Fig. 5 |. Previous and extended models of ITC network function.

a, Previous model conceptualizing ITCs as inhibitory gates between the major input and output nuclei of the amygdala. ITC_l gate inputs and plasticity in the LA. ITC_dm and ITC_vm act as a topographically organized inhibitory relay between LA→CeL and BA→CeM, respectively. Together with the unidirectional ITC_dm→ITC_vm and CeL→CeM inhibitory connections (capped lines) and the proposed activation of ITC_vm by the IL-mPFC during extinction (dashed arrow), ITCs are thought to exert inhibitory or disinhibitory control over CeM to regulate fear and anxiety levels. b, Extended model based on novel functional and connectivity data, conceptualizing the ITC network as integrator and switch that orchestrates behavioral states.
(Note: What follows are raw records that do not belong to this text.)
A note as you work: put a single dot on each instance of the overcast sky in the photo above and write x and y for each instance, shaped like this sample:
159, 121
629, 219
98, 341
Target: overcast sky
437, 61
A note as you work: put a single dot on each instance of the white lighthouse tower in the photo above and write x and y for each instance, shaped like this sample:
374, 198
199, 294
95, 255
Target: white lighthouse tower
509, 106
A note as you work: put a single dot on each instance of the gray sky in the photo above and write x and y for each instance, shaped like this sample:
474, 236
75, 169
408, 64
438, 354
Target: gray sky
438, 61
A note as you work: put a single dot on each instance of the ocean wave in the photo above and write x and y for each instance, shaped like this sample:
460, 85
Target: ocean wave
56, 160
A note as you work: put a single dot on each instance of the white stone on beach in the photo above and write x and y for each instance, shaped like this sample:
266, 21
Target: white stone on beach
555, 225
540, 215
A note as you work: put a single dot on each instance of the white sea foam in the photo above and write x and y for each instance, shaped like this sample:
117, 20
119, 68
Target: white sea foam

Multiple ITC clusters integrate converging information from sensory and other inputs, and potentially the mPFC, and shape LA and BA activity and plasticity via feedforward and feedback inhibition. Mutual inhibition between ITC_dm and ITC_vm can support their opposing activity patterns. ITC clusters differentially access defined output pathways within (for example, BLA and CeM) and beyond the amygdala (circuits A and B), enabling the ITC network to orchestrate opposing behavioral states (A and B) by engaging dedicated downstream circuitry. c, Network architecture that enables ITCs to orchestrate and rapidly switch between opposing behavioral states (A and B) by engaging dedicated downstream circuitry (circuits A and B). Differential and dynamic changes in the strength of selected excitatory inputs (purple, for example, by short-term plasticity, long-term synaptic plasticity or state-dependent modulation) onto specific ITC clusters, or the regulation of the activity of individual clusters or their inhibitory interaction strength (asterisks; for example, by neuromodulatory mechanisms, such as dopaminergic signaling), would allow reciprocally connected ITC clusters (for example, ITC_dm and ITC_vm) to perform functions such as winner-take-all ‘decisions’, and to orchestrate rapid switches between behavioral states. Stronger activity or input/output is denoted with thicker lines and weaker activity or input/output with thinner lines. Inhibitory outputs of ITC clusters are shown as capped red lines and excitatory inputs/outputs as lines with arrows or triangles.